Archives de catégorie : Screens, thousands of them.

On connaît la chanson, d’Alain Resnais

Film français sorti en 1997. On suit les aventures à Paris de deux sœurs, Camille et Odile, et de leurs connaissances, alors qu’Odile achète un appartement et Camille finit sa thèse. Le film est connu pour son procédé qui consiste à faire faire du lipdub de chansons françaises à ses acteurices à plein de moments, lipdub qui s’insère dans les dialogues ou représente l’état d’esprit ou les émotions des personnages.

Les personnages sont attachants (sauf celui de Lambert Wilson, qui joue le connard de service, un horrible agent immobilier), même s’ils sont parfois un peu idiots. Mention spécial au fil narratif d’Odile qui culpabilise d’avoir renvoyé au dernier moment un demandeur d’emploi, à celui de Camille qui finit sa thèse « Les chevaliers-paysans de l’an mil au lac de Paladru », et à Bacri hypocondriaque qui consulte médecin sur médecin en chantant J’ai la rate qui se dilate.

The Big Short, d’Adam McKay

Film américain de 2015, présentant les ressorts financiers de la crise de 2008. On suit trois groupes de financiers à l’extérieur de l’écosystème mainstream de la Bourse américaine, qui réalisent dès 2005 que les produits financiers les plus en vogue, officiellement solides car adossés au marché de l’immobilier, sont en fait complètement vérolés : ces produits sont des agrégations d’assurances sur les défauts de paiement des crédits immobiliers, mais aucune vérification n’est fait a priori sur la solvabilité des gens qui contractent les crédits. De plus, les mécanismes d’agrégation agglomèrent des crédits avec des taux de risque différente, et considèrent ce panachage en soi comme une garantie de solidité. Enfin, tout un marché secondaire s’est mis en place avec des produits qui sont basiquement des assurances sur le défaut de paiement des assurances sur le défaut de paiement, ce qui fait qu’il y a une somme d’argent gigantesque brassée, le tout basé sur un marché de l’immobilier qui est clairement une bulle.

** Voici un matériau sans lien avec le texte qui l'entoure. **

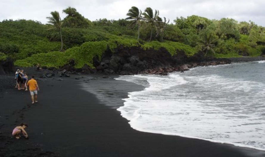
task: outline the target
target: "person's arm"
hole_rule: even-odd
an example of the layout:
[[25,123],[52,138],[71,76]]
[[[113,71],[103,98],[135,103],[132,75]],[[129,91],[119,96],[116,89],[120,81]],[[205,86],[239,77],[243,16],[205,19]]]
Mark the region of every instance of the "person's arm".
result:
[[37,86],[37,88],[38,88],[38,90],[40,90],[40,88],[39,87],[39,86],[38,85],[38,84],[36,83],[36,86]]
[[27,134],[27,132],[25,131],[25,130],[24,130],[24,128],[23,128],[23,127],[21,127],[21,129],[22,130],[22,133],[25,136],[25,137],[26,138],[28,138],[28,134]]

Les acteurs principaux de la Bourse sont tellement impliqués jusqu’au cou dans ces transactions qu’ils n’ont pas intérêt à y regarder de trop près, c’est pourquoi ce sont des outsiders qui vont voir l’embrouille, prendre des positions boursières contre la tendance à la hausse du marché (shorter le marché, d’où le titre du film), et voir à leur grand désarroi tout le marché secondaire rester à la hausse bien plus longtemps que ce qu’il aurait dû si les acteurs boursiers divers faisaient correctement leur travail, aggravant d’autant plus la crise subséquente.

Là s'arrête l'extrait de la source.